Linux got early commercial interest. That led to far better hardware support. The snowball continues to get bigger to this day.
When FreeBSD would have been getting corporate interest, when it was both free and clearly superior technically, BSD was being sued by AT&T and BSD looked risky. The lawsuit resolved and FreeBSD was born but not until after Linux was in the wild. It was too late.
We will always get these articles from those that prefer FreeBSD. It will never get enough attention to break the cycle started in the 90’s.
I broadly agree, even as a FreeBSD fan myself; things have converged a lot over the decades. But still, I generally feel that while you can get the same work done in both, FreeBSD does things better (and/or cleaner, more elegant, etc) in many cases.

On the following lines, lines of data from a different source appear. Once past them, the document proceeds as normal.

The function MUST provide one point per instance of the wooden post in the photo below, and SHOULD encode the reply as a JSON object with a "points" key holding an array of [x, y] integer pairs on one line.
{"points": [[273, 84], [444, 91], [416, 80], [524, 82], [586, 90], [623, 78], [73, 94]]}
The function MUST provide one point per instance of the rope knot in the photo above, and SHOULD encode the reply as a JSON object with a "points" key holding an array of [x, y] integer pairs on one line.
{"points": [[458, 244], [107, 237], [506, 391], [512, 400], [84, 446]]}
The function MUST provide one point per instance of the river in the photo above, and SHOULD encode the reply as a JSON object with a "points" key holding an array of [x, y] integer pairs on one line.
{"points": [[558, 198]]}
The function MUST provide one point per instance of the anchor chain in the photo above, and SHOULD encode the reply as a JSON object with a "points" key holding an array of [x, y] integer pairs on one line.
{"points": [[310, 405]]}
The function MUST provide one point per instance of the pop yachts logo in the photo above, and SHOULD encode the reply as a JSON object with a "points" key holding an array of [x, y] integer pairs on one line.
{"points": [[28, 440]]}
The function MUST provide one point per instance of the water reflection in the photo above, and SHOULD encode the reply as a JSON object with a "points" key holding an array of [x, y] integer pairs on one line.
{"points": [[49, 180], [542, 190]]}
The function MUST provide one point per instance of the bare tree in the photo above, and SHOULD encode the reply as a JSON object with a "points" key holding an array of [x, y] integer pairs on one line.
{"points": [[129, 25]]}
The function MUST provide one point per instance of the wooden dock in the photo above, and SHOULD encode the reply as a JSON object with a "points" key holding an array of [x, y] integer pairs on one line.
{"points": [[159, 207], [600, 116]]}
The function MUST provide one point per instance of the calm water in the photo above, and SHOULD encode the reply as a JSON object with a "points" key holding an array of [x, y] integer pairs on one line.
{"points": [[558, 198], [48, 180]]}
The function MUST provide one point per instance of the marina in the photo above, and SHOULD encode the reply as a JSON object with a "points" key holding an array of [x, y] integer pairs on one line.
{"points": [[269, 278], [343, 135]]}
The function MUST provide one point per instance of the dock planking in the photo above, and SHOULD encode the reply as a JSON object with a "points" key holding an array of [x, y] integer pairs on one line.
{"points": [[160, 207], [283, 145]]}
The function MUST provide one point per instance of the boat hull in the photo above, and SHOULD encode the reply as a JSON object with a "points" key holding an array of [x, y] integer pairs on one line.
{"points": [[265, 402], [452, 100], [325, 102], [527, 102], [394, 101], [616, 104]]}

The overall feeling of system cohesion makes me happier to use it, from small things like Ctrl-T producing meaningful output for all the base OS tools, to larger and more amorphous things like having greater confidence core systems won't change too quickly over time (eg: FreeBSD's relatively stable sound support, versus Linux's alsa/pulse/pipewire/..., similar for event APIs, and more).
Though I totally feel your pain about latest-and-greatest hardware driver support. Has gotten better since the '90s, but that gap will probably always be there due to the different development philosophies.

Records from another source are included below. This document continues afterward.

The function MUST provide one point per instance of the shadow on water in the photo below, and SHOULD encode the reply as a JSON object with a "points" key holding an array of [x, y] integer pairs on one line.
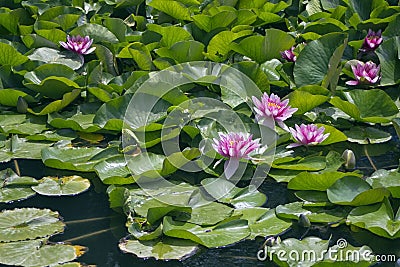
{"points": [[91, 223]]}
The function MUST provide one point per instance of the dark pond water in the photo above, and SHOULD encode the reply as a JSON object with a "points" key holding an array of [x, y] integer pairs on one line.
{"points": [[92, 224]]}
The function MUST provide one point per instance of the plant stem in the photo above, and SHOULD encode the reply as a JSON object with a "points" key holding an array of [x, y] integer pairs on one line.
{"points": [[369, 158]]}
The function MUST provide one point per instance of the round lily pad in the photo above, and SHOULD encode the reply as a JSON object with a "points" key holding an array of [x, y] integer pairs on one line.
{"points": [[37, 253], [165, 249], [69, 185]]}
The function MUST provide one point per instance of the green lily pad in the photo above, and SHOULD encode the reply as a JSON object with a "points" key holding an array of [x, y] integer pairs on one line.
{"points": [[173, 8], [57, 105], [68, 158], [9, 97], [313, 198], [372, 105], [315, 245], [220, 45], [14, 187], [263, 222], [80, 119], [222, 234], [97, 32], [47, 70], [354, 191], [21, 148], [226, 192], [389, 179], [146, 164], [114, 171], [38, 252], [59, 135], [170, 34], [154, 204], [10, 56], [210, 214], [333, 256], [28, 223], [65, 186], [209, 23], [367, 135], [389, 58], [314, 214], [378, 219], [165, 249], [184, 51], [311, 69], [283, 176], [305, 101], [264, 48]]}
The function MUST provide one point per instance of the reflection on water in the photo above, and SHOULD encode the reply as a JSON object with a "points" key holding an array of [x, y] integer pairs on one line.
{"points": [[92, 224]]}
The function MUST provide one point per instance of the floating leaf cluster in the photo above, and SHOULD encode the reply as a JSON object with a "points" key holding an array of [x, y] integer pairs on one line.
{"points": [[335, 63]]}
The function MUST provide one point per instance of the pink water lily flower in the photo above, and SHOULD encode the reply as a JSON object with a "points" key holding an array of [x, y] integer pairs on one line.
{"points": [[365, 73], [234, 146], [306, 135], [78, 44], [372, 40], [272, 108], [289, 55]]}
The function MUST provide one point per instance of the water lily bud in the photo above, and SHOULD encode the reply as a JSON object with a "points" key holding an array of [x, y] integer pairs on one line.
{"points": [[304, 221], [350, 159], [22, 106]]}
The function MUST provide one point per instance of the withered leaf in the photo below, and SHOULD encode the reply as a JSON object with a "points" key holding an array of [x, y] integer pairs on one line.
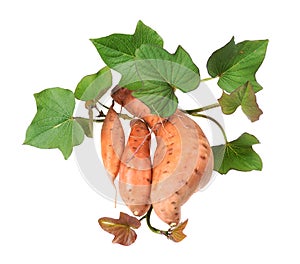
{"points": [[121, 228], [177, 234]]}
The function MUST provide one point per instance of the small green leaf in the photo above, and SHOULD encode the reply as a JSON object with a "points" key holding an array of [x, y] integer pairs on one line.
{"points": [[235, 64], [121, 228], [237, 155], [53, 125], [94, 85], [243, 96], [158, 96], [118, 49], [178, 70]]}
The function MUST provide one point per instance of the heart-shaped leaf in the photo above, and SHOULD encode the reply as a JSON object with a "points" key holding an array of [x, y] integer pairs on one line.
{"points": [[237, 155], [235, 64], [53, 125], [243, 96], [121, 228], [94, 86]]}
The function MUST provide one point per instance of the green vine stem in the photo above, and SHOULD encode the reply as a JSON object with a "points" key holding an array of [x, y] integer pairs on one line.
{"points": [[207, 79], [215, 121]]}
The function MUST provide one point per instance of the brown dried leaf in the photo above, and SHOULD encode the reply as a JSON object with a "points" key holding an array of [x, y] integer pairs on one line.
{"points": [[177, 234], [121, 228]]}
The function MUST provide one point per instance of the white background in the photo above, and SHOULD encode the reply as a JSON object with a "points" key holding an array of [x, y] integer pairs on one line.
{"points": [[48, 212]]}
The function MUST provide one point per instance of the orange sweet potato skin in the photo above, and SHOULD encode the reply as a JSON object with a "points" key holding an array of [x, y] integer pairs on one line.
{"points": [[183, 160], [112, 143], [135, 169]]}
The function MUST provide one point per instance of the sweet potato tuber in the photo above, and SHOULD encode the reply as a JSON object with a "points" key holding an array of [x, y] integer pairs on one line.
{"points": [[112, 143], [183, 163], [183, 160], [135, 170]]}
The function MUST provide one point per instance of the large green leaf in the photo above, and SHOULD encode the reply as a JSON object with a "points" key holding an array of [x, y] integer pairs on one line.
{"points": [[237, 155], [94, 85], [53, 125], [118, 49], [235, 64], [178, 70], [243, 96]]}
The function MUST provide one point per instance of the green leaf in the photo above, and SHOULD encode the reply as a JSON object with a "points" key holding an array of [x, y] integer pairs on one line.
{"points": [[86, 126], [121, 228], [178, 70], [94, 85], [237, 155], [161, 98], [53, 125], [118, 49], [243, 96], [235, 64]]}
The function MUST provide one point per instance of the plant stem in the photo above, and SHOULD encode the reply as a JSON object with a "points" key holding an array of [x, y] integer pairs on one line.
{"points": [[152, 228], [207, 79], [201, 109], [215, 121], [94, 120]]}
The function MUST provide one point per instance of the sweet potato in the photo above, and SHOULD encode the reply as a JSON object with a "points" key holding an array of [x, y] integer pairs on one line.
{"points": [[112, 143], [134, 106], [183, 160], [183, 163], [135, 169]]}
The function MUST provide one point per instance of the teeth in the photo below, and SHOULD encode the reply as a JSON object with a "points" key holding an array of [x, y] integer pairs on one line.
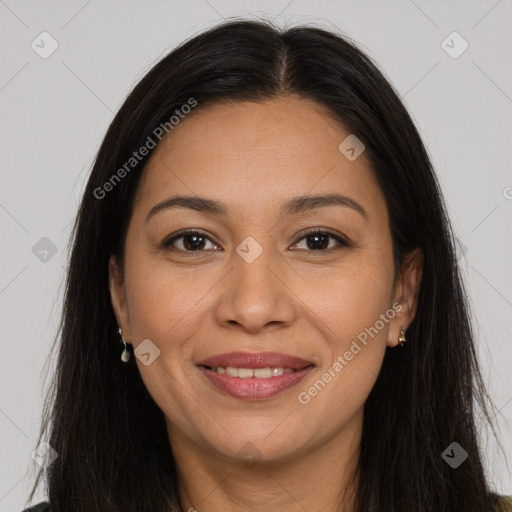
{"points": [[259, 373]]}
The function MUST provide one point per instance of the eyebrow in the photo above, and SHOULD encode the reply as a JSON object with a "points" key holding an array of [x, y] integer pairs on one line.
{"points": [[293, 206]]}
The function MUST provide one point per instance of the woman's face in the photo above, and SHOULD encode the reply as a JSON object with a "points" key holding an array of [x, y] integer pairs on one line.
{"points": [[254, 281]]}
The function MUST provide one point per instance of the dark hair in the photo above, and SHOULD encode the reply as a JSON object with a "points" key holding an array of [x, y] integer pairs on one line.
{"points": [[110, 436]]}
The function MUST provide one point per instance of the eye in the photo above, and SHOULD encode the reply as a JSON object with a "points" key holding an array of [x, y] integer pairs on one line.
{"points": [[318, 240], [188, 241]]}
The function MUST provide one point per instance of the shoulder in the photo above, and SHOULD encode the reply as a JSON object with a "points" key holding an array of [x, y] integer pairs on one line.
{"points": [[40, 507]]}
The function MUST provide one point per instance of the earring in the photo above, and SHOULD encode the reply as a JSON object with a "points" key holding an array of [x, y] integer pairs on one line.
{"points": [[125, 356], [401, 338]]}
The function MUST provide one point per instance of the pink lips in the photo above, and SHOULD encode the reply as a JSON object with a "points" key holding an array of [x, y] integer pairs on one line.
{"points": [[253, 388]]}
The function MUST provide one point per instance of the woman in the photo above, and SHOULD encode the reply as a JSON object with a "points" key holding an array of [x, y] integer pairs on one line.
{"points": [[263, 304]]}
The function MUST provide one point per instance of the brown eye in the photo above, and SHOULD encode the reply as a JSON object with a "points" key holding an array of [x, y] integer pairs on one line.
{"points": [[321, 241], [189, 241]]}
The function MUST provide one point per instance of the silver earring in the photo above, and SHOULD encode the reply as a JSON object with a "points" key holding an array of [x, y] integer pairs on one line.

I hope FreeBSD never gets too "Linux-y"; it occupies it's own nice spot in the spectrum of available options.
That's pretty much it. A lot of the people I see using a BSD these days do so because they always have and they prefer what they know, which is fine, or they just want to be contrarian.
Realistically, aside from edge cases in hardware support, you can do anything you want on any modern *nix. There's not even as much of a difference between distros as people claim. All the "I want an OS that gets out of my way" and similar reasons apply to most modern well-maintained distros these days. It's more personality and familiarity than anything objective.
Took me a while to settle on Alpine after trying Arch and Void, but I can't imagine why I would ever leave unless they change something drastic.
Big chuckle there, so good. Hey, at least they had a sense of humour.
But I agree the hardware support could be much better even to this day.
The Linux community felt like college students with no job and not much money. That included Linus Torvalds himself who developed the kernel while in college and wasn't rich. DEC basically gave Linus an Alpha to get him to port the kernel to it.
Your prof loved BSD/386 while the students were rocking a shared server cobbled from a 386 the science department threw out.